Fernando Gaviria da parte sua non vede l’ora: «Sono impaziente ma anche consapevole di avere ancora un sacco di cose da imparare, ma sono motivato in vista del Giro d'Italia. Voglio ringraziare il team per la fiducia e per avermi dato questa possibilità. Quando arriverà il momento, farò tutto quello che posso per arrivare preparato all’appuntamento».
Fernando Gaviria, arguably the best neo-pro of 2016, a season which saw him win stages at the Tour de San Luis, Tour de Provence, Tirreno-Adriatico and Tour de Pologne, but also GP Impanis-Van Petegem and Paris-Tours, one of the oldest classics on the calendar, is poised to get the taste of a three-week race next spring, at the Giro d’Italia. His presence in the season’s first Grand Tour marks a step up for the South American rider and comes as a natural progression in the development of Fernando, who made a big impression in his maiden year in the pro ranks.
“He deserves to ride a Grand Tour after the solid season he’s had, during which he proved how strong he is, but at the same time I want to be clear that we won’t put any pressure on Fernando, who’ll rely on some experienced riders to guide him through”, said Davide Bramati, the team’s sport director. “Of course, if a chance will come, he will try to grab it, as he’s shown on several occasions last year that he can go head-to-head with some of the best sprinters in the world and defeat them. But, as I’ve said, we will take each step at a time and first see how he copes with the difficulties of the race before laying out any goals.”

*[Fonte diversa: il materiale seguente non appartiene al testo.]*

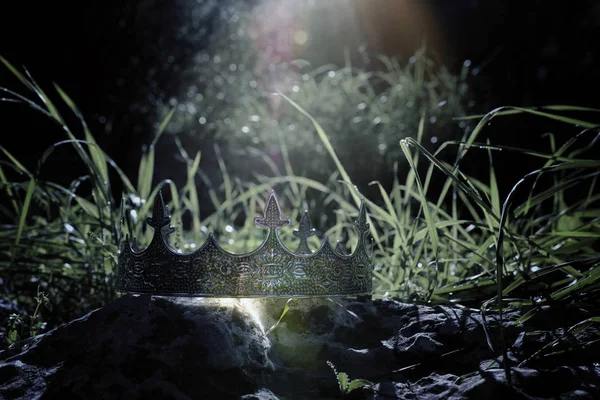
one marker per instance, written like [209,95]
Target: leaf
[358,383]
[424,206]
[24,210]
[285,310]
[88,207]
[342,378]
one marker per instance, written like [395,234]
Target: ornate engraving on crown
[270,270]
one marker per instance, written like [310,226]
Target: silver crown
[270,270]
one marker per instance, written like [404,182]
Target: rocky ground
[178,348]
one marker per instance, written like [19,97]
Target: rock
[188,348]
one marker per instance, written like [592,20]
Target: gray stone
[187,348]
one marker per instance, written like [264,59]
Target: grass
[462,244]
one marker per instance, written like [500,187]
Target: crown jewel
[270,270]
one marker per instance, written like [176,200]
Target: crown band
[270,270]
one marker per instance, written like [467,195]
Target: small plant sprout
[348,385]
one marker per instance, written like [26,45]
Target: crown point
[339,248]
[361,223]
[271,218]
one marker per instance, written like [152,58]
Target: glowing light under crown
[270,270]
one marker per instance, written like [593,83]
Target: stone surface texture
[184,348]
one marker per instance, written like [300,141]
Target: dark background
[109,56]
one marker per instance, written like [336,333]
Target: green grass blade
[24,210]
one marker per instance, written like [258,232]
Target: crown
[270,270]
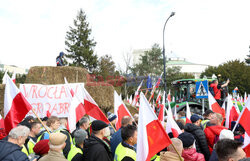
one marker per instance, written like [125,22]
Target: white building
[173,60]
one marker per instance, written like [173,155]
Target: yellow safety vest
[24,149]
[73,151]
[30,146]
[122,152]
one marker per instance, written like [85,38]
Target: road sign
[202,89]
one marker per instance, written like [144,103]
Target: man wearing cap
[76,152]
[56,145]
[189,153]
[112,119]
[125,151]
[195,129]
[94,147]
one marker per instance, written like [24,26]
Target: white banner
[49,98]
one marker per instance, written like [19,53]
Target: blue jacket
[116,139]
[11,152]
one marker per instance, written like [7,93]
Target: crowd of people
[205,139]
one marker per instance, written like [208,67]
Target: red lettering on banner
[48,93]
[39,92]
[55,93]
[63,91]
[34,87]
[25,93]
[66,104]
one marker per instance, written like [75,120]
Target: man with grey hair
[56,145]
[83,123]
[11,150]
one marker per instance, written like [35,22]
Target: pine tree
[248,58]
[80,46]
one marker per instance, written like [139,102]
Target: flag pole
[40,121]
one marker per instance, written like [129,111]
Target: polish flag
[4,80]
[152,137]
[1,122]
[15,105]
[231,112]
[244,117]
[214,106]
[175,113]
[13,78]
[171,125]
[76,109]
[136,97]
[188,114]
[158,98]
[169,96]
[92,108]
[120,110]
[245,97]
[162,110]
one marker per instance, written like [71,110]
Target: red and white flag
[171,125]
[136,97]
[92,108]
[13,78]
[76,110]
[1,122]
[214,106]
[4,80]
[152,137]
[169,96]
[120,110]
[246,146]
[231,112]
[244,117]
[158,98]
[15,105]
[188,113]
[162,110]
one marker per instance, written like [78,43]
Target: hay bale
[103,94]
[55,75]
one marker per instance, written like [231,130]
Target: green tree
[80,46]
[151,62]
[238,73]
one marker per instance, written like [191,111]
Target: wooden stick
[40,121]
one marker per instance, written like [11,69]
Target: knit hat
[187,139]
[80,135]
[195,118]
[98,125]
[41,147]
[226,134]
[111,117]
[57,138]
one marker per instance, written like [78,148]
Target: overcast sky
[32,32]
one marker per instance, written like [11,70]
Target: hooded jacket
[192,155]
[96,150]
[200,139]
[11,152]
[169,156]
[211,132]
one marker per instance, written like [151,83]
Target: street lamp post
[164,59]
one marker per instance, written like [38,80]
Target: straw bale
[55,75]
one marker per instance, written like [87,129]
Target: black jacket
[11,152]
[96,150]
[200,137]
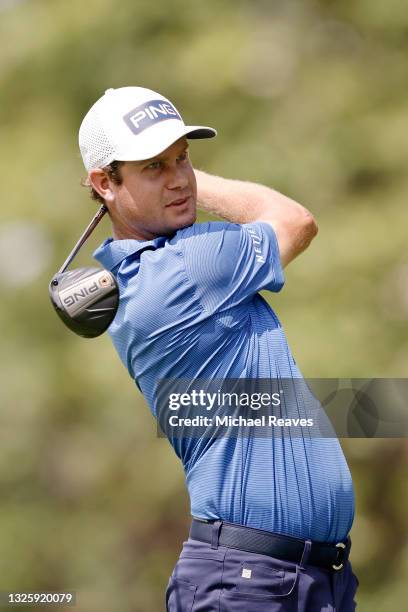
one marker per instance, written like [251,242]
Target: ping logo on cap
[145,115]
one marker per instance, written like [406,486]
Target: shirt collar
[112,252]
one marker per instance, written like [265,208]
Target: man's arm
[244,202]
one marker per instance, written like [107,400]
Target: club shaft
[84,237]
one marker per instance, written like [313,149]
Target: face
[156,198]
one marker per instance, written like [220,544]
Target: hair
[113,170]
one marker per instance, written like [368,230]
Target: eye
[183,156]
[156,165]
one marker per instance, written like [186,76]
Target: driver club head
[85,299]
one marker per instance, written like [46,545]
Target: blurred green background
[309,97]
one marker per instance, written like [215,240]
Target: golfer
[271,514]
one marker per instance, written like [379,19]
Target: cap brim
[156,140]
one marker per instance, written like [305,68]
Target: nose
[177,178]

One of the most exciting young riders of the peloton, Fernando Gaviria – who proved he can win either in a sprint, or by escaping from the clutches of the bunch with a last-minute audacious attack – declared himself excited of the opportunity he has been given.
“I am already looking forward to it. I’m aware I still have plenty of things to learn, but I’m motivated for the Giro d’Italia. I want to thank the team for putting their faith in me and for giving me this chance. At the moment, I don’t want to think too much about it, as my focus is on the first races of the season, but when the time will come, I’ll do all that I can to be prepared for this challenge”, said the 22-year-old.
The 100th edition of the Giro d’Italia (5-28 May) starts on the island of Sardinia and comes to a conclusion three weeks later, in Milan, which will be the location of the final stage of the race for the third time in six editions.